I had often heard older people remark at a young death that the person was too good for this world as Sean had remarked. So what did he mean by this. "If she lived of course we would not be saying that but she will now be forever be remembered in her perfect state in the sense that she died just after the happiest day of her life. A beautiful bride, a lovely girl and also possessed in some respects the qualities she had which some people may regards as old religious qualities and beliefs and values She had those strongly and she was very proud of them and at the same time these did not inhibit her in any way going through her you life.
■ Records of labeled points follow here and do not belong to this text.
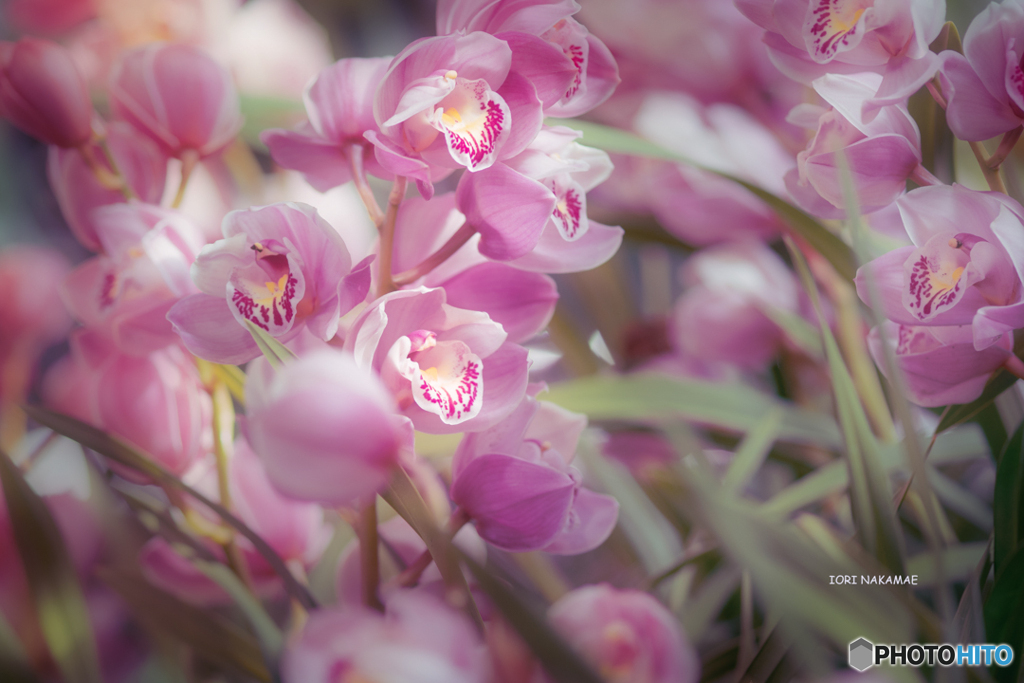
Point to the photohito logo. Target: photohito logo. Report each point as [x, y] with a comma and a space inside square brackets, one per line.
[864, 654]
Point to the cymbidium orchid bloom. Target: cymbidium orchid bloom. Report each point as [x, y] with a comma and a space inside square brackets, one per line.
[984, 86]
[453, 101]
[126, 292]
[42, 92]
[79, 191]
[326, 429]
[530, 211]
[420, 639]
[178, 96]
[724, 314]
[964, 268]
[294, 529]
[517, 483]
[339, 104]
[572, 70]
[281, 267]
[521, 302]
[879, 155]
[940, 365]
[810, 38]
[449, 369]
[628, 635]
[155, 401]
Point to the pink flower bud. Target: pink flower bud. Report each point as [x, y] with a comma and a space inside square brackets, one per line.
[42, 92]
[326, 429]
[628, 635]
[178, 96]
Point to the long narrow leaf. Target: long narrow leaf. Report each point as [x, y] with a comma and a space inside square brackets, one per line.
[870, 495]
[403, 497]
[120, 452]
[728, 407]
[553, 652]
[816, 235]
[53, 585]
[275, 352]
[208, 634]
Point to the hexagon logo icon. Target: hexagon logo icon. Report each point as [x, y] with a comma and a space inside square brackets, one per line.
[861, 654]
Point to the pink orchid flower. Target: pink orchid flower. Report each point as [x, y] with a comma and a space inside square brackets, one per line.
[521, 302]
[880, 155]
[517, 483]
[326, 429]
[453, 101]
[984, 87]
[126, 292]
[940, 365]
[79, 193]
[572, 70]
[295, 530]
[178, 96]
[809, 38]
[450, 370]
[723, 315]
[420, 639]
[339, 104]
[155, 401]
[281, 267]
[43, 93]
[628, 635]
[965, 267]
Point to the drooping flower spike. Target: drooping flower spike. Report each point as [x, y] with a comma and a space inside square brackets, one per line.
[281, 267]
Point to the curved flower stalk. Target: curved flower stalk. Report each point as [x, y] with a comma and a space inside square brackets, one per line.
[281, 267]
[450, 370]
[517, 483]
[146, 88]
[79, 191]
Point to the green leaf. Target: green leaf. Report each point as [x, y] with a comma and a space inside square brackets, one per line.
[957, 414]
[210, 635]
[547, 644]
[13, 662]
[120, 452]
[957, 563]
[824, 242]
[870, 496]
[53, 585]
[752, 452]
[790, 570]
[648, 397]
[404, 498]
[275, 352]
[269, 635]
[1008, 503]
[1005, 613]
[651, 537]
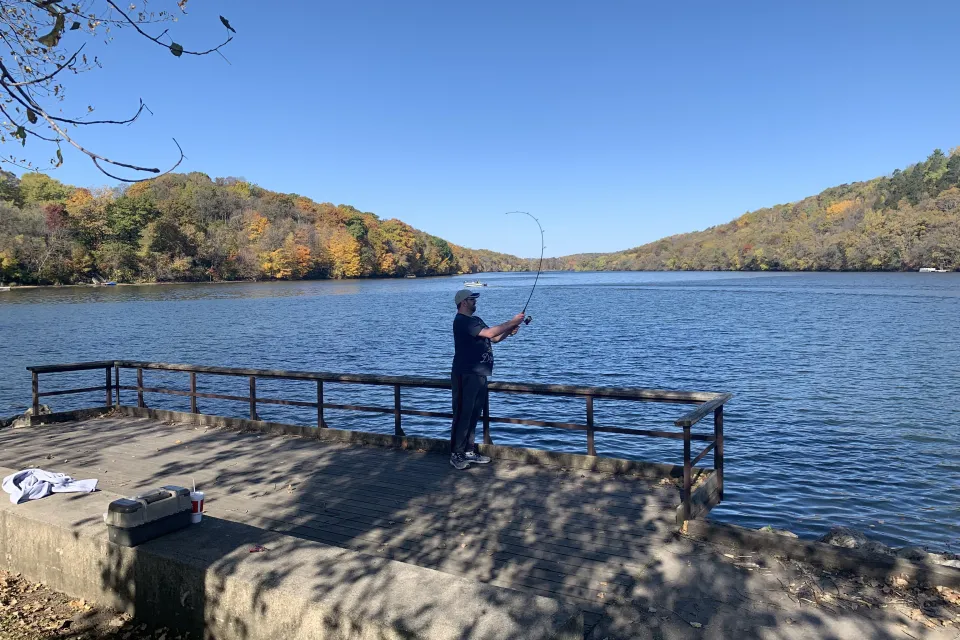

So in that respect she was probably unique and distinctive. I rang Mickey when I heard of her terrible death and the one thing he did say is "we could try to get over it some way if it was natural causes but when foul play was involved it makes it very difficult". And this was the foulest of foul play".

How Mickey Harte response to this terrible tragedy is not a question lightly considered. The thoughts of him not returning to manage the team at some stage which Michaela adored is hard to believe. It may be the therapy which this exemplary generous and very courteous man will need as he his wife and sons attempt to get on with their lives. It's going to be so difficult. For parents to bury a child is life's cycle in reverse and to experience a death in a violet way such as this is simply unimaginable. For me Michaela personified the great work women contribute to the association and in many respects she has set the standards for others to follow, not just ladies but each and every on of us. What better way for us in Kerry to remember her.